Julia Torrie

Julia Torrie
Résidents Labex RFIEA+
pas Eurias
pas FIAS

dates de séjour

01/10/2021 - 30/06/2022

discipline

Histoire moderne

Fonction d’origine

Professeure d'histoire

Institution d’origine

Saint Thomas University, Canada

pays d'origine

Canada

projet de recherche

Frozen Food and Empire

This project explores links between empire building and frozen food from the 1890’s through the 1970’s. Beginning in the late 19th century, refrigerator ships plied the world’s oceans, bringing frozen meat from areas with ample grazing land, like Argentina, Australia and New Zealand, to protein-hungry European cities. In the decades that followed, regardless of wars and regime changes, this pattern persisted, laying key groundwork for global food systems today.

Using a long time frame and a wide geographical scope, this project makes three main contributions. Drawing on the historiographies of both food and empire, it reveals ground-level processes through which products from peripheral areas were drawn toward imperial centres. Second, by studying frozen food infrastructure, it demonstrates how prioritizing empire-building motivated technological change and how new technologies enabled empire.
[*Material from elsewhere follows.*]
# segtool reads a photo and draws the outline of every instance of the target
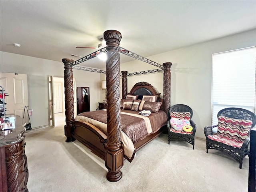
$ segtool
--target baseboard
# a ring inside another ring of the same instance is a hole
[[[32,129],[31,129],[30,130],[27,130],[25,132],[26,133],[27,133],[31,132],[33,132],[33,131],[34,130],[35,130],[35,131],[38,130],[40,128],[45,128],[46,127],[50,127],[50,126],[52,126],[50,125],[42,125],[42,126],[39,126],[38,127],[33,127],[33,128],[32,128]]]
Finally, the research offers novel ways to understand similarities and differences between “classic” colonial empires, wartime structures like Hitler’s Greater Germany, and trade-based imperial complexes that did not involve direct geo-political control.
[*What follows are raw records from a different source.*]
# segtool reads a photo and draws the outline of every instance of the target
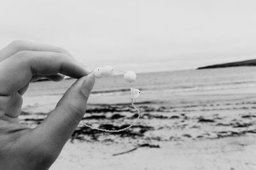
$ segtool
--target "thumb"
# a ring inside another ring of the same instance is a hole
[[[92,74],[78,80],[66,92],[56,108],[35,130],[47,142],[62,147],[83,118],[95,83]]]

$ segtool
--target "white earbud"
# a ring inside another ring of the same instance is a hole
[[[131,89],[131,97],[132,99],[136,99],[139,98],[140,93],[141,92],[139,89],[136,89],[133,87]]]

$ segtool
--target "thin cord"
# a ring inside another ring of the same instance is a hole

“Frozen Food and Empire” investigates the historical processes that underpin today’s global food market. It addresses food security and examines the roots of ongoing power imbalances between peripheral areas, where agricultural products are often produced and frozen, and metropoles, where they are typically consumed.

biographie

Born in Toronto, Canada, Julia Torrie is a Professor of History at St. Thomas University (Canada). She holds an A.M and Ph.D. from Harvard University, USA, and her research focuses broadly on the interactions of powerful and less powerful actors within constraining structures such as empires and military occupations. She has written on the social and cultural history of the Second World War and, more recently, on the history of food. Her book German Soldiers and the Occupation of France, 1940-1944 (Cambridge, 2018) uses soldiers’ diaries, letters and amateur photographs to examine the occupation of France from below. A previous monograph, “For Their Own Good”: Civilian Evacuations in Germany and France, 1939-1945 (Berghahn, 2010), compared civilian evacuations in the two countries. Notably the Social Sciences and Humanities Research Council of Canada and the Alexander von Humboldt Foundation, Germany have funded Torrie’s research. She has published articles on wartime food history, soldier tourism and photography, the German home front, and women’s wartime roles as military auxiliaries. Today, her research focuses on the historical development of food infrastructure in war and peacetime, and its interaction with empire.